Pasquino amava la civiltà contadina, e non pensava che l’espansione industriale imposta come un diktat all’epoca della ricostruzione post-bellica, potesse  superare quel dualismo sulla cui analisi si erano impegnati prima di lui i padri storici del movimento.

La proposta politica di Pasquino non induceva all’accumulazione industriale né tanto meno lasciava pensare che solo l’industria avrebbe potuto consentire una soluzione definitiva al problema dell’arretratezza sofferta dal sistema economico meridionale. Alla capacità analitica di Crupi non sfuggiva la dimensione tipicamente macroeconomica con la quale le tesi sullo sviluppo dovevano confrontarsi e questo rende la sua “lezione meridionalista” comunque vitale.

Un amico e maestro che, come ha detto Paride Leporace sulle pagine de La Riviera, “sapeva sempre stupirci lui.
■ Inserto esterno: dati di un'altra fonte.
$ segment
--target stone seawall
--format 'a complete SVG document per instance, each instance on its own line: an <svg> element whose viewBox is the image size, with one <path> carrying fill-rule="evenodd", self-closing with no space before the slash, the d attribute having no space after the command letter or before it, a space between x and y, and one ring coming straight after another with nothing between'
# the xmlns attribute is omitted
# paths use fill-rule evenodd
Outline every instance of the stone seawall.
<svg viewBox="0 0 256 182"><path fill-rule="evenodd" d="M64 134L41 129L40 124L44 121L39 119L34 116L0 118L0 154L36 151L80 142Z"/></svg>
Un uomo contro, sempre sul crinale della contraddizione”. Per il suo amico e collega, sono stati insieme a telekabul, Crupi era il più grande mappatore della letteratura calabrese. Autorevole critico e studioso, difficilmente non conosceva un personaggio, un autore, un movimento”. “Ho peregrinato con lui per le contrade della Jonica reggina, ricorda Leporace. Ovunque andassimo c’erano poeti che recitavano versi struggenti e divertenti. In una taverna su una fiumara mangiammo e bevemmo da giorno a notte confidandoci che erano stolti quelli che dicono che possono bere litri di vino senza provare ebbrezza”.

Insomma, diciamolo, la sagacia l’autoironia ed anche l’autorevolezza di Pasquino erano monumentali.  Anche quando si mostrava allergico a vestali e professionisti dell’Antimafia. Ricordo la sua stizza soprattutto verso le donne professioniste dell’antimafia, quelle che solo per questa attività,  la politica avrebbe voluto portare in parlamento. Adesso è successo e non voglio immaginare cosa avrebbe detto.

Pasquino non twittava, scriveva, infatti il  suo lavoro culturale si svolgeva attraverso la  parola scritta e sui giornali militanti.  Voglio ricordarlo per la sua Luna rossa, un corsivo quotidiano che scriveva su Calabriaora  centrato su uomini e cose della vita politica calabrese e nazionale, e, come vuole la tradizione satirica, quasi sempre girati contro i vincitori. Poche righe nelle quali rintrona la sintesi prodigiosa del prosatore di razza: all’opposizione, irriverente, sarcastico, umoristico.